Biertour: Das Brauen ist Frauensache

Trinkfreudige Teilnehmer machten sich schlau darüber, wo Krefelder früher an der Theke oder am Braukessel standen.

Krefeld. Bier gehört zu Krefeld wie die Weiden zum Niederrhein. Der Einheimische hockt mit seinesgleichen gerne abends bei einem Alt, manchmal einem Kölsch, zusammen, um zu klönen, zu diskutieren und zu erzählen. Wie überall im Rheinland. Aber die Bierstadt Krefeld? Die kenne ich nicht! Also muss Abhilfe her und die kommt mit "Braumeister" Hermann-Josef Falke.

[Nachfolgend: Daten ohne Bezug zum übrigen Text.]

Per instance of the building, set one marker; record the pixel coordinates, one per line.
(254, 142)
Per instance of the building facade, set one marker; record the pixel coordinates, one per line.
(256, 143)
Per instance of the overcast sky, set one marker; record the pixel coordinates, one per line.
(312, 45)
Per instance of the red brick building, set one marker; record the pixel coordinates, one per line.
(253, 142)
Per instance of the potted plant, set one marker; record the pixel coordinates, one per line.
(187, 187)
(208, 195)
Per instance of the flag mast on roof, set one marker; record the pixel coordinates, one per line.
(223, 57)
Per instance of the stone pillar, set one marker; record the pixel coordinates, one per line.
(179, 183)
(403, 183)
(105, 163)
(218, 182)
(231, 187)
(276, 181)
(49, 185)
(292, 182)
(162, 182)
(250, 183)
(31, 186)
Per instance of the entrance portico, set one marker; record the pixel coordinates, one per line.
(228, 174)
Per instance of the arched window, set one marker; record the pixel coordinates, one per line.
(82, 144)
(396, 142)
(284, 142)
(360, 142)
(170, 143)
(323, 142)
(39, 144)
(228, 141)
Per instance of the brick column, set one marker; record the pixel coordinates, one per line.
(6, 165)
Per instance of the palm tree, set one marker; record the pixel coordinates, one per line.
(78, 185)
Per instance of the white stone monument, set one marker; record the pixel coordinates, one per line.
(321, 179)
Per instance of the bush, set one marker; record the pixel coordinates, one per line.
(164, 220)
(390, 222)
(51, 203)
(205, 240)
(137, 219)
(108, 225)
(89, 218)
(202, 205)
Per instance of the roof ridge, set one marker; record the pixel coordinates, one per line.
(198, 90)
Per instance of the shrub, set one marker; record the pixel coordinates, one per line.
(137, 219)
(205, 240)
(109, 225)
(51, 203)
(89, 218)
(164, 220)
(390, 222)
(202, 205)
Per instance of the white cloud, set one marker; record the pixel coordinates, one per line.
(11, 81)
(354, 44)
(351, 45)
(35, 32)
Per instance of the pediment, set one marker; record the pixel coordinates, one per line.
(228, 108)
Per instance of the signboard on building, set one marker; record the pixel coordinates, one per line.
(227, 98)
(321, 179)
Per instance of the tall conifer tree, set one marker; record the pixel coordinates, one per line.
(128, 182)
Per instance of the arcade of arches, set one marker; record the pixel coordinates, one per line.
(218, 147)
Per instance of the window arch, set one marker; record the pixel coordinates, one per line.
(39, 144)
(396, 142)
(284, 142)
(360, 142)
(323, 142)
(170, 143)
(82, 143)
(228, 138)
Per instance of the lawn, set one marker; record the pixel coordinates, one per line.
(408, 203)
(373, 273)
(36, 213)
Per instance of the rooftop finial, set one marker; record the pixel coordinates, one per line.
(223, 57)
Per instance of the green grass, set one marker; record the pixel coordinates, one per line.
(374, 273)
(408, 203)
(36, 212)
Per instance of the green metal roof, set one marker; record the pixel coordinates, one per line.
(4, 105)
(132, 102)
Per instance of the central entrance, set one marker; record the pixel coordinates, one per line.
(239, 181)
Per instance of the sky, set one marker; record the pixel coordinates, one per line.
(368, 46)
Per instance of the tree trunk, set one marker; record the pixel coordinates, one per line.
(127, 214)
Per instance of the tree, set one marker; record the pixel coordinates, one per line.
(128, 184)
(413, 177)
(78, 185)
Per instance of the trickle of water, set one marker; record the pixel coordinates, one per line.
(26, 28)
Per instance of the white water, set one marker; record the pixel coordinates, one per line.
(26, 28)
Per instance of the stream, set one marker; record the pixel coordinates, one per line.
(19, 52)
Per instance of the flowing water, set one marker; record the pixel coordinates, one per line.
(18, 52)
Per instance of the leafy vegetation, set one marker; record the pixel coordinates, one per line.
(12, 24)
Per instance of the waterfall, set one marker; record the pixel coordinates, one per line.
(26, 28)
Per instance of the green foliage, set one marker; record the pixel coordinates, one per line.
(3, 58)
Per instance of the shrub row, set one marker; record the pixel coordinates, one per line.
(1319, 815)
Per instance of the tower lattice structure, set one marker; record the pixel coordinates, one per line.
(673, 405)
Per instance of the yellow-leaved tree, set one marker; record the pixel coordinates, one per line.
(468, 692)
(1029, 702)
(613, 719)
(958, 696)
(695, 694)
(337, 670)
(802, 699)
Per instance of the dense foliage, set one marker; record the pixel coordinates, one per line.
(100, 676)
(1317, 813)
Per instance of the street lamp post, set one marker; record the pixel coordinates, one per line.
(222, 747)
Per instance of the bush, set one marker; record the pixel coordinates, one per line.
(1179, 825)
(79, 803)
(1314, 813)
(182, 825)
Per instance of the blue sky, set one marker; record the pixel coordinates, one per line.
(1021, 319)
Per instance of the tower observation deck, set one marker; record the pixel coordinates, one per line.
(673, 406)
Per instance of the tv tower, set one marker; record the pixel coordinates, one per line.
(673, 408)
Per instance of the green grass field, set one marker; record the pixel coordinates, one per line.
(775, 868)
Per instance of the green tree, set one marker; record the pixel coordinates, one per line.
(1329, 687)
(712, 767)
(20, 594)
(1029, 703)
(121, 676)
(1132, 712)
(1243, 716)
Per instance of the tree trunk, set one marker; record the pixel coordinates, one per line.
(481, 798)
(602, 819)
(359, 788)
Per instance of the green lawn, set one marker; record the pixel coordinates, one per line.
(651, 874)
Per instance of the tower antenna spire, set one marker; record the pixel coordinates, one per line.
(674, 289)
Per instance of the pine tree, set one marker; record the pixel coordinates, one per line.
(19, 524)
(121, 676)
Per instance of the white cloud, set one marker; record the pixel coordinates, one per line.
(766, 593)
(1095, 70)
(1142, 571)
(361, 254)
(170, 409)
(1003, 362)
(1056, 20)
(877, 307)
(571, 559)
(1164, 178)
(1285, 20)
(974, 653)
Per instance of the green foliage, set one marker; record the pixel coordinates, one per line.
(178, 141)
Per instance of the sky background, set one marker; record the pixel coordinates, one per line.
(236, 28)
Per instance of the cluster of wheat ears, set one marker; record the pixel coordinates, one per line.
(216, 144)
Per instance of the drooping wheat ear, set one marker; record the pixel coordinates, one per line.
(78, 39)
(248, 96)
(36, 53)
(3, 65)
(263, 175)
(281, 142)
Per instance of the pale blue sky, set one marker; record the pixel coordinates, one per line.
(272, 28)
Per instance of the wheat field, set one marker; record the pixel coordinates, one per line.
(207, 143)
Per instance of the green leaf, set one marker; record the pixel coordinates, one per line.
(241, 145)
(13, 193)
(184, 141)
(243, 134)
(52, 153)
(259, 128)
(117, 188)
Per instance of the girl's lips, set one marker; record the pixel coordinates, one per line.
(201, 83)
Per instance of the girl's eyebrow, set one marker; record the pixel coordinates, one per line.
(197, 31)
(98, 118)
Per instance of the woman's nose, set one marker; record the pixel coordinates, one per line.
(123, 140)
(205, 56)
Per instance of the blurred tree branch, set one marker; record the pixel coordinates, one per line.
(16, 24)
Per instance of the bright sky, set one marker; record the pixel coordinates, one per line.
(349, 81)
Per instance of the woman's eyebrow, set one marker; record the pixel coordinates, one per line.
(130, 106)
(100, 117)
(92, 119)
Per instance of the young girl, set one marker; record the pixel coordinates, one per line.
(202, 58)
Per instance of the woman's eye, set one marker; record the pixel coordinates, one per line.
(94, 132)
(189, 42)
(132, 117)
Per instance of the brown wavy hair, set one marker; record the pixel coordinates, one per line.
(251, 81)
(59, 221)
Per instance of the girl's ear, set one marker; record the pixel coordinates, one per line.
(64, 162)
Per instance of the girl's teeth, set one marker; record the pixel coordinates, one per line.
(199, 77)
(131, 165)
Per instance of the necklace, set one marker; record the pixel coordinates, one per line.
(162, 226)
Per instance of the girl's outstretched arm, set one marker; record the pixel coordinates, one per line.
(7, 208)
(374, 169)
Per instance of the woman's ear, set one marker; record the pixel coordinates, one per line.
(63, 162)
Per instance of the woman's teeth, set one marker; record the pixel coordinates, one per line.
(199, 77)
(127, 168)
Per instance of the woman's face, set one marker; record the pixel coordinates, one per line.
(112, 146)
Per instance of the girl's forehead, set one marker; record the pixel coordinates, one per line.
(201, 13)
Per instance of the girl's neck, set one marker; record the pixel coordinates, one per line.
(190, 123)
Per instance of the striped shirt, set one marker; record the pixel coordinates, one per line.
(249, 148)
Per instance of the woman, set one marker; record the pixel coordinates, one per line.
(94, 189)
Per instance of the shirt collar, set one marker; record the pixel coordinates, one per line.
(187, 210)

Der ist kein echter Brauer, aber er hat die Zutaten für eine Biertour durch Krefeld zusammengemixt.

Die Tour startet auf der Neusser Straße. "Hier brannte die Luft", erzählt Falke. Die Neusser Straße sei um die Wende des 20. Jahrhunderts eine Vergnügungsmeile mit Tingeltangel-Lokalen vergleichbar der Reeperbahn gewesen - mittendrin die Hausbrauerei Wienges. Die Geschichte des Betriebs ist eng verbunden mit der Hausbrauerei Gleumes an der Sternstraße. Dort gründete Johannes Michael Wienges aus Linn eine Brauerei. Dessen Enkel Heinrich machte sich 1875 mit der Gaststätte "Zur Krone" an der Neusser Straße selbstständig.

Zum ersten Mal an diesem Abend heißt es dort "Prost". Das Wienges-Bier, schildert Falke, werde heute in einer Lohnbrauerei andernorts hergestellt. Im hinteren Bereich des Betriebsgeländes befinde sich jedoch noch das alte Brauhaus und eine Trinkhalle, wo die Gäste stehend ihr Wienges tranken. Die trinkfreudige Runde lauscht gebannt. Für den neuen Stadtrundgang gab es gleich zwei Basiszutaten: Einmal ein Aufsatz in der Heimat Nummer 77. "Das gab die Idee", so Robert Claßen von der Volkshochschule. Unabhängig davon plante Falke eine Wanderung zum Thema durch die Stadt. Einige Inhaltsstoffe wurden noch hinzugegeben, die Sache gärte und am Ende kam der Brauhaus-Wanderweg heraus.

Dass es sich lohnt, sich auf die Spuren der Krefelder Bierkultur zu machen, mag einem die hohe Zahl an Brauereien verdeutlichen: Im Jahr 1819 existierten in Krefeld 34 und im direkten Umland 39 Brauereien. "Die Kleineren standen nicht im Adressbuch", so Falke. In jeder Straße wurde wohl für den eigenen sowie den nachbarschaftlichen Bedarf gebraut. Und das Brauen war Frauensache. Sogar zur Aussteuer wurden Utensilien für die Bierherstellung mitgegeben.

Doch so sicher wie die Produktion heute abläuft, war es damals nicht. "Man konnte auch gesundheitliche Schäden bekommen", führt Falke an, denn nicht immer funktionierte die Braukunst und ein Reinheitsgebot gab es erst ab dem 15./16. Jahrhundert. Mit Folgen: "Oft wurden solche Brauerinnen als Hexen bezeichnet." Deren Schicksal endete dann schon mal auf dem Scheiterhaufen. Erst als Mönche sich auf das Brauen konzentrierten, die Brautechnik verbesserten, die Hopfen veredelten, verbesserte sich die Qualität des Biers. "Das war die Stunde der Hausbrauereien."

Die Tour geht weiter. Die nächste Einkehr erfolgt am Et Bröckske, benannt nach einer Brücke über den einstigen Stadtgraben. Die Brauerei Rhenania hat dort ihren Ursprung, aber Bier wird mitten in der Stadt schon lange nicht mehr hergestellt. Wie viele andere Brauereien wurde Rhenania verkauft. Das Bier unter dem Namen existiert immerhin noch. Andere traditionelle Braustätten, wie Tivoli an der Hülser Straße, wurden gänzlich durch die Abrissbirne aus der Geschichte getilgt und kein Etikett "Tivoli" aus Krefeld ziert mehr eine Flasche.

Die Tour zieht weiter. Die letzte Station heißt Gleumes, wo man sich zusammen die Herstellung des Bieres anschaut. Noch ein Glas, ein letzter Schluck und die gelungene Premiere ist vorbei. Prost! Auf ein Neues.